Sul fronte della cybersicurezza, nasce un unico punto europeo di notifica per incidenti e violazioni, integrando gli obblighi previsti da NIS2, DORA, CER, GDPR e eIDAS. Il modello è “report once, distribute to all”, pensato per alleggerire processi che oggi sono tra i più pesanti per le imprese .
Mercati digitali e semiconduttori
Tra le misure collaterali rientra l’eliminazione del regolamento P2B, ormai superato da DSA e DMA, e una revisione del Chips Act destinata a rafforzare la competitività europea nel settore dei semiconduttori.
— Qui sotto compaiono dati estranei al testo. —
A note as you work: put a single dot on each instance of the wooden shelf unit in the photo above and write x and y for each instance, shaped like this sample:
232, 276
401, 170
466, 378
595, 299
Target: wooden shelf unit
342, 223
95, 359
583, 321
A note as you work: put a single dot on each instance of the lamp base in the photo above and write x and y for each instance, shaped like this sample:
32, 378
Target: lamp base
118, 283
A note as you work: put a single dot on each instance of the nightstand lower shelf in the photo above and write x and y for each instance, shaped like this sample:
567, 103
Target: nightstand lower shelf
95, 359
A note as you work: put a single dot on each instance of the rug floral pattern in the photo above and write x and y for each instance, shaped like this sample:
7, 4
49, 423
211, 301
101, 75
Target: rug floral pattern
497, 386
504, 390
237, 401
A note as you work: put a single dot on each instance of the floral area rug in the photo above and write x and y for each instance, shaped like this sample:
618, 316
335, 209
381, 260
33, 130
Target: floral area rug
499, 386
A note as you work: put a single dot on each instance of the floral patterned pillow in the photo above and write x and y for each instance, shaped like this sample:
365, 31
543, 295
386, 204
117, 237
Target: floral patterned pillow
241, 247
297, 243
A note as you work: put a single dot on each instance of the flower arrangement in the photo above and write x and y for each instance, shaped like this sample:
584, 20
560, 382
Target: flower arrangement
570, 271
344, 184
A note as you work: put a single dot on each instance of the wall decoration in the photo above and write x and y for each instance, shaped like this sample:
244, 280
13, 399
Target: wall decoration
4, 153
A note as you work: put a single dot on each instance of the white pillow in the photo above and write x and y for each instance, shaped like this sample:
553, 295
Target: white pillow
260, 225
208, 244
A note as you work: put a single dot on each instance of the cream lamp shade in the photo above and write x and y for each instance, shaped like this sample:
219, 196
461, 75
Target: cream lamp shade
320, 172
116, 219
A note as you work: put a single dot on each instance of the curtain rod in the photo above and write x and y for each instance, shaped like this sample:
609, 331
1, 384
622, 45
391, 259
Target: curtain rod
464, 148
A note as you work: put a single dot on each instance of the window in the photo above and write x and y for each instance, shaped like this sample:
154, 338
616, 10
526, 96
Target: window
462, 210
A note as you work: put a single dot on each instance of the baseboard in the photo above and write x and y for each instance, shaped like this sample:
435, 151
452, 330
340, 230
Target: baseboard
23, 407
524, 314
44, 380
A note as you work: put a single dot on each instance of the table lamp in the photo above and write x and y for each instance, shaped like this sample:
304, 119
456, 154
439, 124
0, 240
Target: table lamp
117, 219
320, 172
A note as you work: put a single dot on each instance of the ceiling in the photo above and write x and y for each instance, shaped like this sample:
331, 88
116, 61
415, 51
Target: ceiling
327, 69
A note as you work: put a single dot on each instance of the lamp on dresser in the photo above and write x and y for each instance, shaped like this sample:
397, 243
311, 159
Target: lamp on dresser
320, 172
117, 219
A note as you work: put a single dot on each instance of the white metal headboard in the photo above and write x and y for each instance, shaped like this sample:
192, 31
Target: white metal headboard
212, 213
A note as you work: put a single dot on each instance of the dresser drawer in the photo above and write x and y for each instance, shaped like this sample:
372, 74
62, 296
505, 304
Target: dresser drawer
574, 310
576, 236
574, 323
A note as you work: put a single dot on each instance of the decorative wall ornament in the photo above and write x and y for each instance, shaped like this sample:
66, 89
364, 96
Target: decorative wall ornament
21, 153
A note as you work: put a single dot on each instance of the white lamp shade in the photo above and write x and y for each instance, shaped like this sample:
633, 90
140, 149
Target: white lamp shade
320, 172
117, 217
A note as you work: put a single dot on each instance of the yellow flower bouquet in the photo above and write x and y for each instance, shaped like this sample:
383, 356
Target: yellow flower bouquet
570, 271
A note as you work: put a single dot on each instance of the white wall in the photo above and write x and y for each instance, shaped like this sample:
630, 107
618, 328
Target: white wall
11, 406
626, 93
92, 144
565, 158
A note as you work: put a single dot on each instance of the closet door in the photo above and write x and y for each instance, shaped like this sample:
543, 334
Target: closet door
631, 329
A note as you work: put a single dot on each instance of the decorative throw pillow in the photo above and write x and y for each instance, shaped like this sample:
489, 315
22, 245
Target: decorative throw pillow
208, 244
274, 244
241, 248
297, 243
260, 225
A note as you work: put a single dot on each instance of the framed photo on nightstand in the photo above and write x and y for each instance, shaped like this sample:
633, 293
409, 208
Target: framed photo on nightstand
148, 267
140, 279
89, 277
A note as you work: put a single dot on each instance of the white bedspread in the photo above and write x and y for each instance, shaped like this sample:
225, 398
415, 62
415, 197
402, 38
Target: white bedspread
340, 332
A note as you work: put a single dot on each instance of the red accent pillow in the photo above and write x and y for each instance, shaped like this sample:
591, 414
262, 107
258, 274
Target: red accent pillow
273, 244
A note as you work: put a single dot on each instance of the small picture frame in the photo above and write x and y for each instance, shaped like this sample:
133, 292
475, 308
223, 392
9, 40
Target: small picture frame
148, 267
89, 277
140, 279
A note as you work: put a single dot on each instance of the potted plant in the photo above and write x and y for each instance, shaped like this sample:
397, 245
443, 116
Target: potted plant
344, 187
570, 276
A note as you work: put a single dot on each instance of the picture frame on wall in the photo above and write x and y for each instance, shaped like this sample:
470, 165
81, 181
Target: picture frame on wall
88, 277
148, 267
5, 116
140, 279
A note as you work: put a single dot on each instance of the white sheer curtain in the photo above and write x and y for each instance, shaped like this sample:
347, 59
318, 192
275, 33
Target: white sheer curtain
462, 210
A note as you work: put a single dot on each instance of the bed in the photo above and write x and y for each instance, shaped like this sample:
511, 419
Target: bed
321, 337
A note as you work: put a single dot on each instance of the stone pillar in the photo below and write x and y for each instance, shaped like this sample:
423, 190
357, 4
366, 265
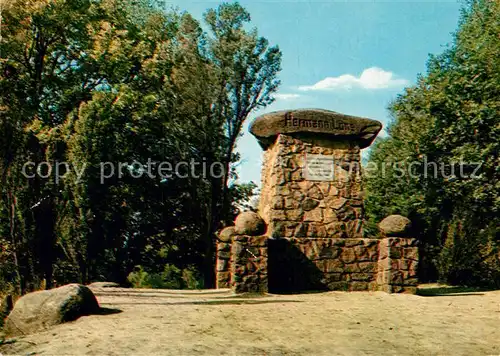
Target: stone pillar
308, 234
397, 265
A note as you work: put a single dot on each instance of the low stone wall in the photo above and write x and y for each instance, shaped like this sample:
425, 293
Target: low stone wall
259, 264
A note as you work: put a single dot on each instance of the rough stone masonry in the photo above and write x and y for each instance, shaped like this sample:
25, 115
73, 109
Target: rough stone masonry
312, 204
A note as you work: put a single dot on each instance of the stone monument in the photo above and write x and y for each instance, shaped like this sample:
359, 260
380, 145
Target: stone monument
312, 203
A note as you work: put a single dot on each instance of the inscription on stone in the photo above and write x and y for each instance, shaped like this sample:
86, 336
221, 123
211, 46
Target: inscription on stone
319, 167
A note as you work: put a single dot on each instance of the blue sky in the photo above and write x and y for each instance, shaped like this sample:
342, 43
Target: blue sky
352, 57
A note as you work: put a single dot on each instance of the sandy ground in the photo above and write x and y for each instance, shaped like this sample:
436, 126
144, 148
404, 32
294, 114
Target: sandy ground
215, 322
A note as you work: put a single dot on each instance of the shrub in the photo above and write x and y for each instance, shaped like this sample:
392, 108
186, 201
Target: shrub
470, 256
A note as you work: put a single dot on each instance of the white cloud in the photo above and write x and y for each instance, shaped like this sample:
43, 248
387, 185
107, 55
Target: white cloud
371, 78
287, 96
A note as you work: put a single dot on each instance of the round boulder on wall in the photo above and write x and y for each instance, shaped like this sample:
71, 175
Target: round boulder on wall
249, 223
226, 233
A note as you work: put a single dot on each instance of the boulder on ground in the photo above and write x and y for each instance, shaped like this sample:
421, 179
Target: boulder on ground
226, 233
249, 223
40, 310
395, 225
104, 285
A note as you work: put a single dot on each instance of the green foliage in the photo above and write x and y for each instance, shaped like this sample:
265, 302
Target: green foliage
451, 116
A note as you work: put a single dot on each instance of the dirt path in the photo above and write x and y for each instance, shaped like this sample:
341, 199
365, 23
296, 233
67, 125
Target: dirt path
164, 322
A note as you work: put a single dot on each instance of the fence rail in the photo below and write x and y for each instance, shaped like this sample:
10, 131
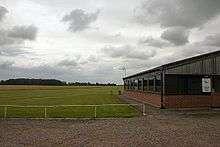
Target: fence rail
142, 106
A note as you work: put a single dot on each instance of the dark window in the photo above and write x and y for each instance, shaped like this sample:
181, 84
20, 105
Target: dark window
151, 84
158, 83
136, 84
216, 83
140, 84
145, 85
183, 84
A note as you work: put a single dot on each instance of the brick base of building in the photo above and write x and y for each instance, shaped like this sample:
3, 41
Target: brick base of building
191, 101
175, 101
149, 98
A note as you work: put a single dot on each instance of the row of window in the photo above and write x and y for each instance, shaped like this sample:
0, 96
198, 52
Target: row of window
145, 84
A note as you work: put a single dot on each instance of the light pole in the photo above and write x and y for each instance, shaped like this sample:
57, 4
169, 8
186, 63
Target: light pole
123, 69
Un quadro che conferma le anticipazioni
La pubblicazione ufficiale conferma integralmente quanto anticipato da Byte.Legali: ridefinizione del dato personale, armonizzazione GDPR-ePrivacy, browser come snodo centrale della privacy, notifiche unificate, sostegno alle PMI, ruolo rafforzato dell’AI Office e nascita di un quadro unico per i dati e la cybersicurezza. Il Digital Omnibus inaugura una fase nuova, in cui semplicità e protezione non sono più elementi in conflitto ma parti dello stesso progetto.